Monitor Multiple Files with tail
Pass more than one file when you need to compare related logs side by side. tail prints headers as each file contributes output:
tail -f /var/log/nginx/access.log /var/log/nginx/error.log
==> /var/log/nginx/access.log <== 192.168.1.10 - - [02/Jan/2026:15:12:01 +0000] "GET /missing.html HTTP/1.1" 404 153 ==> /var/log/nginx/error.log <== 2026/01/02 15:12:01 [error] 1234#0: *44 open() "/var/www/html/missing.html" failed (2: No such file or directory)
Add -q only when file names would be noise in a script. During manual troubleshooting, the headers are usually worth keeping.
Filter tail Output with grep, awk, and sed
The grep command guide is the natural companion when you need matching log lines only. Use --line-buffered with live tail -f pipelines so matches appear immediately:
tail -f /var/log/auth.log | grep --line-buffered "Failed password"
On RHEL-family systems, authentication events commonly use /var/log/secure instead:
tail -f /var/log/secure | grep --line-buffered "Failed password"
Jan 02 15:18:30 server sshd[1234]: Failed password for invalid user admin from 192.168.1.100 port 52944 ssh2 Jan 02 15:18:41 server sshd[1235]: Failed password for root from 10.0.0.5 port 53102 ssh2
Use awk when you want specific fields from a structured line. In the standard NGINX combined log format, the client address is field 1 and the requested path is field 7:
tail -n 2 access.log | awk '{print $1, $7}'
192.168.1.1 /home.html 10.0.0.2 /login.html
Use sed command examples when you need to normalize repeated text before comparison. This command replaces ISO-style dates with a stable placeholder so recurring errors are easier to compare:
tail -n 50 app.log | sed 's/[0-9]\{4\}-[0-9]\{2\}-[0-9]\{2\}/DATE/g'
DATE ERROR: Unable to connect to database.
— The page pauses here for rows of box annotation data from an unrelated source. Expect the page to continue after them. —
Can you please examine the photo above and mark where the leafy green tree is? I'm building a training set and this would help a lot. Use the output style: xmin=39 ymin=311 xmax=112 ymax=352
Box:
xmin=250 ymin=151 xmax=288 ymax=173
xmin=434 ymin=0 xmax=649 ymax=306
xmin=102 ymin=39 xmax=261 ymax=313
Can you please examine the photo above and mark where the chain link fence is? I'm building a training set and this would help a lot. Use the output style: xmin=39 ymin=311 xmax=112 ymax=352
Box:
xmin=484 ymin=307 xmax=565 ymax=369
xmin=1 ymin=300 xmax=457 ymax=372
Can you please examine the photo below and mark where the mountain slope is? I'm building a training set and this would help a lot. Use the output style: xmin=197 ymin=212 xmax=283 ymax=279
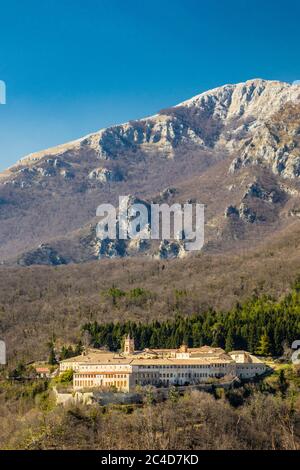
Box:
xmin=0 ymin=79 xmax=300 ymax=265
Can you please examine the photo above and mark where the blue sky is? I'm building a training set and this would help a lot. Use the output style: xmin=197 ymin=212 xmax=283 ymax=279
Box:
xmin=0 ymin=0 xmax=300 ymax=170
DATE ERROR: Timeout occurred.
The
awk '/error/'pattern is case-sensitive. If logs mixerror,Error, andERROR, useawk 'tolower($0) ~ /error/'orgrep -i errorso the case difference does not hide relevant lines.
Inspect Bytes with tail -c
Use -c when the file ending is not line-oriented, or when you need the last few bytes of a payload, checksum trailer, or generated binary file. Pipe the result through od for a readable hex and character view:
tail -c 16 payload.bin | od -An -tx1 -c
0a 62 79 74 65 73 3d 31 30 32 34 0a 45 4e 44 21 \n b y t e s = 1 0 2 4 \n E N D !
For plain text logs, prefer -n. Byte counts can split a line in the middle, which is useful for binary checks but less readable for normal log review.
Advanced tail Techniques
Stop Following When a Process Exits
GNU tail can stop automatically when the process writing the file exits. This is useful for builds, imports, and one-shot jobs where a normal tail -f would keep running after the work is done:
make >build.log 2>&1 & build_pid=$!
tail --pid "$build_pid" -f build.log
The process being watched and the tail command must run on the same machine. If the PID is wrong, reused, or not the process writing the file, tail may exit too early or too late.
Reduce Polling Frequency on Quiet Filesystems
On Linux, GNU tail -f usually uses inotify for prompt event-driven updates. The -s interval matters when polling is active, such as on some network filesystems, with some nonstandard files, or when paired with --pid checks:
tail -s 5 -f /mnt/nfs/app.log
Use a longer interval when near-instant updates do not matter. Use the default when you need errors to appear as soon as possible.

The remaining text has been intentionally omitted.